How to infuse MCT Oil using the Rosinbud.


Instructions:

  1. Pierce each strawberry in the top center with a toothpick. Wrap the green stem of the strawberry tightly around the toothpick and away from the strawberry to avoid getting chocolate on it. 
  1. Chop all chocolate into small pieces using a chef knife, keeping them separate. 
  1. Set up a double boiler (a bowl set atop a small pot of steaming water).
  1. Add 2/3 of dark chocolate to a small bowl. Melt it slowly. When fully melted, add remaining dark chocolate, remove from heat, being careful to not get a single drop of water near it! Wipe the bottom of the bowl dry and stir to melt. 

(*This is a method of tempering chocolate called "seeding". It will create a better finished product if done correctly. It's what creates a beautiful snap and finish to the chocolate.

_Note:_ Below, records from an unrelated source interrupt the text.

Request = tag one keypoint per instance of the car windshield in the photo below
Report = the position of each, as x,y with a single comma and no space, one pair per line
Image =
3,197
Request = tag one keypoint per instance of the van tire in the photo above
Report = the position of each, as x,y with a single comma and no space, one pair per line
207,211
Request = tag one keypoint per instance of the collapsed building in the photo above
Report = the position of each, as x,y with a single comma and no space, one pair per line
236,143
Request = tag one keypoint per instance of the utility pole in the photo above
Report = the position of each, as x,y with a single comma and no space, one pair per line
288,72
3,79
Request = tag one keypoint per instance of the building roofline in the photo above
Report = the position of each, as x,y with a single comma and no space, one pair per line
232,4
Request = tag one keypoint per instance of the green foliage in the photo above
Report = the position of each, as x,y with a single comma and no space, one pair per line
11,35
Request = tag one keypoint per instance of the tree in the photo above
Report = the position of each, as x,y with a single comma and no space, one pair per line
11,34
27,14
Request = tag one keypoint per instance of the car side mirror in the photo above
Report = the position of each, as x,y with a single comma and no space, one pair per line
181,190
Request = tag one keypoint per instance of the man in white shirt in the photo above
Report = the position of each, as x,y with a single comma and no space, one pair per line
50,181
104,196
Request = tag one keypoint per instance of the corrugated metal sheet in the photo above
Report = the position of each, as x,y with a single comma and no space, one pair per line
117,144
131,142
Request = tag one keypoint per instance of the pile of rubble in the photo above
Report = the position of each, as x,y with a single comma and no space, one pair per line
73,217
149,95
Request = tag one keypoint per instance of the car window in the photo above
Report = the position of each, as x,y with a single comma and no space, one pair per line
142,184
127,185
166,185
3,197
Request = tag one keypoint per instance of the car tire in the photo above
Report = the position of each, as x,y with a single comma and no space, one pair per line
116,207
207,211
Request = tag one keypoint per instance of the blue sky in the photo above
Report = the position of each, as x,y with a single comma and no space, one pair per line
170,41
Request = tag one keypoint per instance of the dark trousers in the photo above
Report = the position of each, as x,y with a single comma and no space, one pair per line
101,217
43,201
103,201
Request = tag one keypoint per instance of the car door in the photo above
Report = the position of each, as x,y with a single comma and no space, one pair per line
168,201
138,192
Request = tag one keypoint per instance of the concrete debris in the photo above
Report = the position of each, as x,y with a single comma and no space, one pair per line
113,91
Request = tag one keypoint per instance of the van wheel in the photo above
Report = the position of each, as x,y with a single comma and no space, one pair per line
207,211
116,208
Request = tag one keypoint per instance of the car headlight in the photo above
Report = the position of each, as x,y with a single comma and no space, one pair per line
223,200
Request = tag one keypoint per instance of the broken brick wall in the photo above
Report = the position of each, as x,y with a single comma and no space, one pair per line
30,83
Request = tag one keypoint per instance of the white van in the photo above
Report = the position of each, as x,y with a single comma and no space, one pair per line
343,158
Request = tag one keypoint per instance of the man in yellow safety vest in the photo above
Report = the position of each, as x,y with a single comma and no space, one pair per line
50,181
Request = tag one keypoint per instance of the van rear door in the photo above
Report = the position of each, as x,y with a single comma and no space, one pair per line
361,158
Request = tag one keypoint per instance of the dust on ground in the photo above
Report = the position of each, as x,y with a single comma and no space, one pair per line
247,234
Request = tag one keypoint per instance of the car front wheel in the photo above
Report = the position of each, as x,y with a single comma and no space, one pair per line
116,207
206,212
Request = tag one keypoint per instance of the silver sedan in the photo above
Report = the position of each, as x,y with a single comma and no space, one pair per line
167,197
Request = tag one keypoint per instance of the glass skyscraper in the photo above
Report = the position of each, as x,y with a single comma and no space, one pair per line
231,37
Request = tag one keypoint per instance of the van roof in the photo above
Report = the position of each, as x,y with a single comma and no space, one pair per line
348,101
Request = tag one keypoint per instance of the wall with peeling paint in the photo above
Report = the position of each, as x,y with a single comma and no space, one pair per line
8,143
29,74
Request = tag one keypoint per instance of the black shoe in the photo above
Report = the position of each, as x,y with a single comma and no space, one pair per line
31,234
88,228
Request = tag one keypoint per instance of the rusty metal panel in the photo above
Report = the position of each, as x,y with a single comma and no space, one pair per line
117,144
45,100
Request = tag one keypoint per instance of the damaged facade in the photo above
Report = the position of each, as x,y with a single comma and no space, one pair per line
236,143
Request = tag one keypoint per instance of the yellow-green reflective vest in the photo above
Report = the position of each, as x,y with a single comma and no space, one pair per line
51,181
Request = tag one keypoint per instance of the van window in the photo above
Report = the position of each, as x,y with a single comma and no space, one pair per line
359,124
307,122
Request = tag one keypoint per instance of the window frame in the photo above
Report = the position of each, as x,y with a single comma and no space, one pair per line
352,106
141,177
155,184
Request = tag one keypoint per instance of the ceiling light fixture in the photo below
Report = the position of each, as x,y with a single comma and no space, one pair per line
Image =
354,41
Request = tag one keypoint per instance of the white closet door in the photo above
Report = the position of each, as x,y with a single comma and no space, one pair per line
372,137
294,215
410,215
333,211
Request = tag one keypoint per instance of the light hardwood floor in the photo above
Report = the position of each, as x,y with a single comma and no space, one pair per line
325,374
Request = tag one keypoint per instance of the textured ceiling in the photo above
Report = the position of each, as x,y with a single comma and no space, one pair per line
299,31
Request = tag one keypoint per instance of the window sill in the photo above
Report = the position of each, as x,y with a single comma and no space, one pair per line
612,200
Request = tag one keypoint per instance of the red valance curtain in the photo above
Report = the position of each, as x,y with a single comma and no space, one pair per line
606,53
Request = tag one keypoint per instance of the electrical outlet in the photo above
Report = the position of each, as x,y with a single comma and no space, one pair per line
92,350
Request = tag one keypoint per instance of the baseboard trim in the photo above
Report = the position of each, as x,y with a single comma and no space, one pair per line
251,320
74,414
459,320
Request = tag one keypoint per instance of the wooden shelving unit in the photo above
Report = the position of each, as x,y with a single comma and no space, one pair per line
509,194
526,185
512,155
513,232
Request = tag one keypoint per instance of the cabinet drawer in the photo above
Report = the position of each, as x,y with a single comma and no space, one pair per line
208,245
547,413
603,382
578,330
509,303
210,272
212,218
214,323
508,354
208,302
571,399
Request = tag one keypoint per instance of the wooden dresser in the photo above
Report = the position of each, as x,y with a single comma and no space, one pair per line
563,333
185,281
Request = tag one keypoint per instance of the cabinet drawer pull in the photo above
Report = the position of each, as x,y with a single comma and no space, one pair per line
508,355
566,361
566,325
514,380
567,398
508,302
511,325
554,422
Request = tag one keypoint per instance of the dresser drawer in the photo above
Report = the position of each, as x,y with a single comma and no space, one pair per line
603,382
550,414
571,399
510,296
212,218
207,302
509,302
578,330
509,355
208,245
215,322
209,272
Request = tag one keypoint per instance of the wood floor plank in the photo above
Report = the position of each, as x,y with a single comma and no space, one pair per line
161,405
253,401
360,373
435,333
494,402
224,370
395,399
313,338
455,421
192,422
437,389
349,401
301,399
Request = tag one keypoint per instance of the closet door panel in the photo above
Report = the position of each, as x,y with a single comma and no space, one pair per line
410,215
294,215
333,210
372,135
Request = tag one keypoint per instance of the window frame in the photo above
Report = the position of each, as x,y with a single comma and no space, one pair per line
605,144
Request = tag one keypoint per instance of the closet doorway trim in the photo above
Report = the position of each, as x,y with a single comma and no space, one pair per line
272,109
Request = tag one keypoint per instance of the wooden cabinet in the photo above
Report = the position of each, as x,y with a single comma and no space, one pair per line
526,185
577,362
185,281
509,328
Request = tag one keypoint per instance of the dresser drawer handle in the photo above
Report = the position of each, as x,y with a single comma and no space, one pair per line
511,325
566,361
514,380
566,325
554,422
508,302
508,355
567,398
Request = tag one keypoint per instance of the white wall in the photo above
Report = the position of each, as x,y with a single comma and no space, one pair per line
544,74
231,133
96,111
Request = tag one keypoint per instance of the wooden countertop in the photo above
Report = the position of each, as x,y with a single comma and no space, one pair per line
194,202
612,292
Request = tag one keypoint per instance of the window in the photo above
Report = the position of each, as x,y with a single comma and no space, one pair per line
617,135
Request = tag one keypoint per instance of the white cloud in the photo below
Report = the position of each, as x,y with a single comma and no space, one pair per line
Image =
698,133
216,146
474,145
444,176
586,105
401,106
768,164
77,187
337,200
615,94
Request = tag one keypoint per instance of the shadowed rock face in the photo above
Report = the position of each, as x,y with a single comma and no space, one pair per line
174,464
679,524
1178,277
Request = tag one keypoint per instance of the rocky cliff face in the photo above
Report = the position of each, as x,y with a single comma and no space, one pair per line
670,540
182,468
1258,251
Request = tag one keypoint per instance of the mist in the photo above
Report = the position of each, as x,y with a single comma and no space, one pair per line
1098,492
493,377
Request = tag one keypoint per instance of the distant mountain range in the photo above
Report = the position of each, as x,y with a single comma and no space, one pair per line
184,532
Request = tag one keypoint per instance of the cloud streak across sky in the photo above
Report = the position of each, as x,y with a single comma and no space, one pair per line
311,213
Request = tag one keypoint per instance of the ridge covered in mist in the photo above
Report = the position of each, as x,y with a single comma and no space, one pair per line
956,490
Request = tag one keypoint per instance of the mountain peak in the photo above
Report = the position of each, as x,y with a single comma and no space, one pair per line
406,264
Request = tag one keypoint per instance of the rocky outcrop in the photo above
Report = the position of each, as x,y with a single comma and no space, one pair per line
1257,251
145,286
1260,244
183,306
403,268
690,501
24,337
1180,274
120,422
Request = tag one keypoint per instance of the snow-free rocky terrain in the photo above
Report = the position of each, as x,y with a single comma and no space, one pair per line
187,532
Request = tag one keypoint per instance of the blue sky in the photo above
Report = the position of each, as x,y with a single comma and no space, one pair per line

However, we are often seeking this correct tempering process, it doesn't matter much because the chocolate will solidify in the fridge.

  1. Carefully dip each strawberry into the melted dark chocolate, twisting it to be sure it's fully coated, leaving say 5-15% of the red berry exposed. Lift it out and let remaining chocolate fall off. Wipe the bottom lightly on the side of the bowl, and place onto a sheet of parchment. Repeat with all remaining berries. (*Optional step: Lift each berry gently onto a clean area of parchment paper after sitting for 2-4 minutes, to prevent a "foot" or puddle of flat chocolate at the bottom if each berry).
  1. Melt ruby chocolate in a separate bowl, using the same method as the dark chocolate.  Remove from heat, and add in rosin infused MCT oil.  Stir well to make sure it's fully emulsified! Chocolate does not need to get too hot ever, or the oil may separate, and float on the top.  A couple degrees above body temperature is enough to melt chocolate. When you’re completely sure the oil it's fully emulsified, proceed with the next step. Pay very close attention to this point as you want evenly dosed edibles! Remember: anytime you cook with cannabis, always stir well. 
  1. Make a small piping cone with parchment. Fill no more than 1/2 to 2/3 or you'll make a mess! Neatly fold down the top securely. Cut a very tiny hole in the bottom with a knife or scissors. Slowly drizzle ruby chocolate over dark chocolate. 
  1. Eat at any point obviously, live your life!  Keep remaining berries in the fridge, removing the toothpick before serving.  

IMPORTANT: Remember to keep infusions securely away from pets, or anyone under 19 years of age.  Label clearly and enjoy responsibly.